In a sense, quitting "jiushi" is not training diction. It is training a more honest way of thinking. It forces a person to admit: I may not understand this yet. I may still need to think about this. I cannot reach a conclusion that quickly. This sense of pause feels more and more important in this era. AI is already very clear in its contextual logic. It is good at organizing information, sorting out structure, and laying out several possibilities. If we still keep some advantage that is more decent than the machine's, it may not be speed, and it may not be being "smarter." It may be understanding.
The understanding I mean here is not just "knowing" something. It is really entering into it, admitting that it may be more complicated than your first reaction, admitting that you may not have grasped the point immediately, and being willing to leave some room in discussion between people. Understanding is not some lofty posture of empathy, either. It is a very plain ability: knowing that you have limits, being willing to ask further, being willing to let a question stay with you for a little longer instead of rushing to answer first.

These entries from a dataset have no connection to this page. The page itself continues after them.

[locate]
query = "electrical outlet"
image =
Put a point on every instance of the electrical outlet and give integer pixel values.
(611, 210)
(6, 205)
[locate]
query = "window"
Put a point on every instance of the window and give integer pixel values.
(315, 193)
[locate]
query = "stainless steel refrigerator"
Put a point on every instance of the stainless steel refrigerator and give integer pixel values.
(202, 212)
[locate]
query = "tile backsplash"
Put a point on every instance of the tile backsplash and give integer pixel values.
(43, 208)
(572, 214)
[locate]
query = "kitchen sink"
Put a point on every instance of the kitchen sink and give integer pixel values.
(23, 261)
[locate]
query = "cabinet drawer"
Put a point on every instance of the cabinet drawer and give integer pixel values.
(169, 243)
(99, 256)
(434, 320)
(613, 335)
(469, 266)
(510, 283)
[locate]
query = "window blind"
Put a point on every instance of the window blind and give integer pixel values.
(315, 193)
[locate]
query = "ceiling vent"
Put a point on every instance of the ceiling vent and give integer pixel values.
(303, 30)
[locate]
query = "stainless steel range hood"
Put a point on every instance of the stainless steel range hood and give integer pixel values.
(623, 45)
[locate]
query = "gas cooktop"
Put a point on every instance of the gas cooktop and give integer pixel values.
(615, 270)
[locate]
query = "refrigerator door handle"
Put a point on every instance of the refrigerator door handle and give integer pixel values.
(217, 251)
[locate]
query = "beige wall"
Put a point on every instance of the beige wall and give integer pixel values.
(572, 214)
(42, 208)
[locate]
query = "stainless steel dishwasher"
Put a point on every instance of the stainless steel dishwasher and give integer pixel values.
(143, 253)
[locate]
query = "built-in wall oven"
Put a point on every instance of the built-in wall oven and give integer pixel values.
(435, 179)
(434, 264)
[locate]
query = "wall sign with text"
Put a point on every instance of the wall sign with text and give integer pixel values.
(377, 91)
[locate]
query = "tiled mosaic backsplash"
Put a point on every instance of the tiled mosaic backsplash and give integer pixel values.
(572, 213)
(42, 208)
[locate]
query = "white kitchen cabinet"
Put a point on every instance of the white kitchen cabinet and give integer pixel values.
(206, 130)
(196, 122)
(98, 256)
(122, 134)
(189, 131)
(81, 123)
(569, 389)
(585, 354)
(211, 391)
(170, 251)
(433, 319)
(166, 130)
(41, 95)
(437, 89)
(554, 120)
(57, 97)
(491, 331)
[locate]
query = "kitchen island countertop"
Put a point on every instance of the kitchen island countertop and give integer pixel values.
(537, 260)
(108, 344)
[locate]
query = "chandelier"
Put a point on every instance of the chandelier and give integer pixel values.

I originally wanted to connect this to Andrej Karpathy, but the more accurate version is that in his public discussions in recent years, Karpathy has repeatedly pushed human taste, judgment, and understanding to the front, rather than simply offering the slogan "the only moat humans have is understanding." A steadier way to put it is: the stronger AI becomes, the more important human judgment, taste, and understanding become. I agree with that direction. Because AI can already "think for a minute before answering." It can already simulate caution, simulate reasoning, and simulate reflection. But it cannot always truly notice where it does not understand. Humans at least still have one ability: in a certain moment, to honestly admit that I may have misunderstood this, I have not thought this through, I need to ask one more question, I need to learn a little more. That action itself is already powerful.
So in the end, what I want to say is not language purism, and it is not that "jiushi" should be deleted from Chinese entirely. I just increasingly feel that the way a person uses "jiushi" reveals many things. It reveals whether they are too eager to judge, too eager to summarize other people, too eager to simplify something complex into a ready-made default. It also reveals whether they leave room for understanding, whether they leave time for thinking, and whether they realize that they may not have arrived there yet.
If the AI era still leaves humans with any decent homework, I suspect one piece of it is this: do not live yourself into a machine that only knows how to buzz in first. A little less "isn't this just," a little more "let me think again"; fewer defaults, more real understanding; less rushing to define, more willingness to ask.
Start by saying one less "jiushi." Maybe that is not a bad exercise. Not because the word is guilty, but because a lot of the time, it arrives too fast. And understanding was never supposed to be that fast.